# How does the modified Newton's method for multiple roots converge quadratically?

I am currently learning about the multiple root issue for Newton's method. My textbook hinted at tweaking the function using $$h(x)=\frac{f(x)}{f′(x)}$$ and making the iteration function to actually be $$g(x)= x - \frac{h(x)}{h'(x)}$$

My textbook claims that this method is also quadratically convergent but provided no proof and I am lost as to how it is quadratically convergent.
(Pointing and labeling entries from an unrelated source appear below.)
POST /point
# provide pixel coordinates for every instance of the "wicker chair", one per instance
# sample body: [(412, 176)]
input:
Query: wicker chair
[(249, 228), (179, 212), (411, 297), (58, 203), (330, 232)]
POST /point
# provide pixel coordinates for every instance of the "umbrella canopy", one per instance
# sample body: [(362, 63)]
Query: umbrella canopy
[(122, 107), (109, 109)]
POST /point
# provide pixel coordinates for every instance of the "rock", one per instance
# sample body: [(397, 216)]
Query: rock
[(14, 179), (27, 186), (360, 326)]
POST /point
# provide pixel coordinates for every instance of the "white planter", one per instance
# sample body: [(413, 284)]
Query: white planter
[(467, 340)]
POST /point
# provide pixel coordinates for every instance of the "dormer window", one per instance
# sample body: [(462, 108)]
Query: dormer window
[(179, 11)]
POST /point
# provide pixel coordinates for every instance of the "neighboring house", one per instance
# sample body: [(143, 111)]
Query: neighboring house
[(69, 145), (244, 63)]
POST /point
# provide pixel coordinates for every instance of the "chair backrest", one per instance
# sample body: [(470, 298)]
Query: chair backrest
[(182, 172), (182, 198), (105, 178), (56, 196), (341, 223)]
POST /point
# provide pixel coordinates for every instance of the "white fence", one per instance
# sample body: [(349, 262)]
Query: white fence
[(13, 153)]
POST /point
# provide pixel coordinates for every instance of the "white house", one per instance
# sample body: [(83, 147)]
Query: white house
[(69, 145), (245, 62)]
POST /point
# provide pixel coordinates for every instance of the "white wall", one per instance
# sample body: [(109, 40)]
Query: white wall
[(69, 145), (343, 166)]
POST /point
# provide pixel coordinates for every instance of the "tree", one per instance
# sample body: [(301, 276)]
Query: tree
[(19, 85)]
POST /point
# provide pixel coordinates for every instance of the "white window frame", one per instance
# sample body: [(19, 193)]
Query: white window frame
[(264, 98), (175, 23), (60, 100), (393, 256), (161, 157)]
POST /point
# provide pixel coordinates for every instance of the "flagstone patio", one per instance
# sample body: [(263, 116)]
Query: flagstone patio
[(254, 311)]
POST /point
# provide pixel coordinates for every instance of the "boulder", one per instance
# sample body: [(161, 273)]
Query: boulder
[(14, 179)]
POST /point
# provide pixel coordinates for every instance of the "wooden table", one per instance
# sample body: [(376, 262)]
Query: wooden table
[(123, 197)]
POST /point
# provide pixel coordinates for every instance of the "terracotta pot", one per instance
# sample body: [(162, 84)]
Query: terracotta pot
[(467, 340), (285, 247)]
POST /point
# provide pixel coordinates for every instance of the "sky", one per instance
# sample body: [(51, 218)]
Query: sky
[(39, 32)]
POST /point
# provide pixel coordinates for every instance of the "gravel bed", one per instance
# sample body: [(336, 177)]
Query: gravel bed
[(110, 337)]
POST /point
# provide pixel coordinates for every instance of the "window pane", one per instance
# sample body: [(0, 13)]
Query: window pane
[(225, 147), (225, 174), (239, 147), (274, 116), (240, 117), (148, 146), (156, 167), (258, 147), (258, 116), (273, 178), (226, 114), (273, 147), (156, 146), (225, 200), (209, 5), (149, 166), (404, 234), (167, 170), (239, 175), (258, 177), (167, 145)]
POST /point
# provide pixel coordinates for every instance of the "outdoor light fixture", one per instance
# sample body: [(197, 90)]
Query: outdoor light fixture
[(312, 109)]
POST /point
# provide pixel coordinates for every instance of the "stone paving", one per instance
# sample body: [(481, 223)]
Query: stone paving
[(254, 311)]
I tried to do some more research but all I could find is this: https://mat.iitm.ac.in/home/sryedida/public_html/caimna/transcendental/iteration%20methods/accelerating%20the%20convergence/mrac.html

Can anybody show me how this quadratically convergent or at least point me in the direction to prove it myself?

• If $r$ is the root of $f$, then $r$ is a root of $h$ with multiplicity $1$. Alternative: It should be possible to show that $g'(r) = 0$. This will also be enough, depending on what theorems you already have. Commented Jan 31, 2021 at 11:00
• I understand how if r is a root of f then r is a root of h with multiplicity 1 but I am failing to understand how that implies quadratic convergence. Could you elaborate a little? Commented Jan 31, 2021 at 14:13
• Local quadratic convergence is ensured when the the function is sufficiently smooth and the root has multiplicity $1$. Commented Jan 31, 2021 at 14:35
• There are some related posts on this [here]( math.stackexchange.com/…). It is likely that they can help you. Commented Jan 31, 2021 at 20:02

## 1 Answer

Hint: That method is known as Schröder's Method and the iteration formula may be obtained by applying Newton's method to $$f(x)/f'(x)$$ instead of $$f(x)$$.